La glorification des terroristes par l'AP est systématique. Le Fatah a ouvert un forum sur Internet lors de la commémoration du 10ème anniversaire de ce que l'on a appelé l'Intifada. Comme le montre le rapport israélien, rien n'est plus convaincant que les images de feu, de mitrailleuses et même d'enfants masqués. L'une de ces images représente la célèbre mosquée Al Aqsa au dôme recouvert d'or, avec en superposition deux mitrailleuses disposées en un "V" retourné.

Parmi les autres exemples présentés dans le rapport, qui a été élaboré par un comité dirigé par Ya'acov Amidror et le fondateur de PMW, Itamar Marcus, il y a les paroles du responsable des affaires religieuses de l'AP. Celui-ci félicite les Palestiniens qui se lancent dans le "ribat," ou guerre religieuse.
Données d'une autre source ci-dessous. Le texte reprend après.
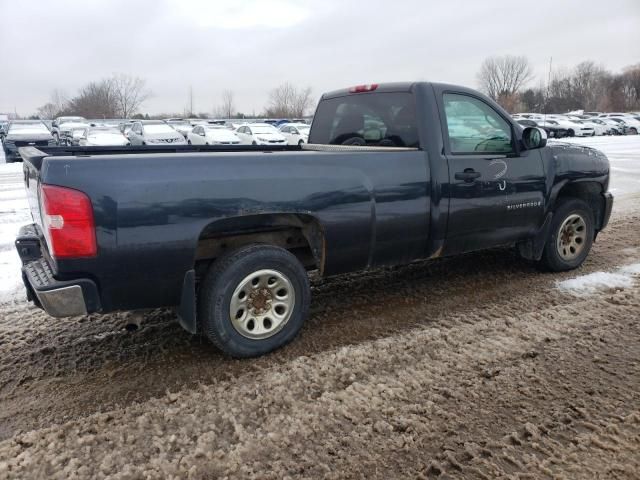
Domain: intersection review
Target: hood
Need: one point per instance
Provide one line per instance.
(271, 135)
(65, 127)
(164, 136)
(107, 139)
(24, 137)
(222, 135)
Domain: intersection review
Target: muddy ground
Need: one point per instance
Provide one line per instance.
(470, 367)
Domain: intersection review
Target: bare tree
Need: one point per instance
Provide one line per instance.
(228, 107)
(502, 77)
(96, 99)
(48, 111)
(288, 101)
(57, 103)
(130, 93)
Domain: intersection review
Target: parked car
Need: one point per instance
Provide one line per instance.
(3, 130)
(62, 126)
(598, 127)
(181, 125)
(552, 127)
(102, 136)
(154, 132)
(211, 134)
(573, 127)
(295, 133)
(228, 236)
(260, 134)
(23, 133)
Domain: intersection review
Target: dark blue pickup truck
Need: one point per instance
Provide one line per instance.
(392, 173)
Il y a aussi le coordonnateur du Conseil national des colonies de vacances qui se réjouit devant les médias locaux que les colonies de vacances qu'il organise instillent dans l'esprit des gosses la culture palestinienne, "qui unit la culture de la résistance, la culture des pierres et des fusils… et la culture du Shahada (le martyre)."

Tout cela date à peu près du mois de juin, le moment même où M. Abbas déclarait à la Maison Blanche , "nous n'avons rien à voir avec l'incitation à la haine contre Israël, et nous n'y participons pas."

Alors que le président  Obama focalisait la majeure partie de son attention sur la politique de logement israélienne, le nouveau rapport indique que l'AP amplifiait ses incitations jusqu'au début de la dernière phase de négociation. Les dirigeants palestiniens pensent peut-être que l'attention exceptionnelle que portait M. Obama à Israël leur donnait carte blanche.

Le Maison Blanche tiendra peut-être compte de ce rapport et demandera aux Palestiniens de cesser leurs incitations à la haine contre l'état juif. Peut-être M. Obama dira-t-il aussi à M Abbas qu'il doit travailler dur pour construire chez lui une culture de la paix.

Si ce n'est pas le cas cependant, c'est un pari sain que la Chambre dominée par les Républicain qui s'installe à Washington devrait prendre à son compte d'autant qu'elle a la main sur les cordons de la bourse fédérale. La fiscalité de conservateurs soucieux de la non-dilapidation des fonds publics pourrait conditionner l'aide aux Palestiniens à un changement du statu quo. En d'autres termes, l'AP ne devrait plus compter sur des chèques en blanc de Washington l'année prochaine.

La transformation de la culture palestinienne ne peut pas se produire en une nuit, mais elle est cruciale. La paix est impossible tant que les enfants palestiniens grandissent dans la haine d'Israël et l'amour de la violence.

Désormais ce sujet fait au moins partie de la discussion.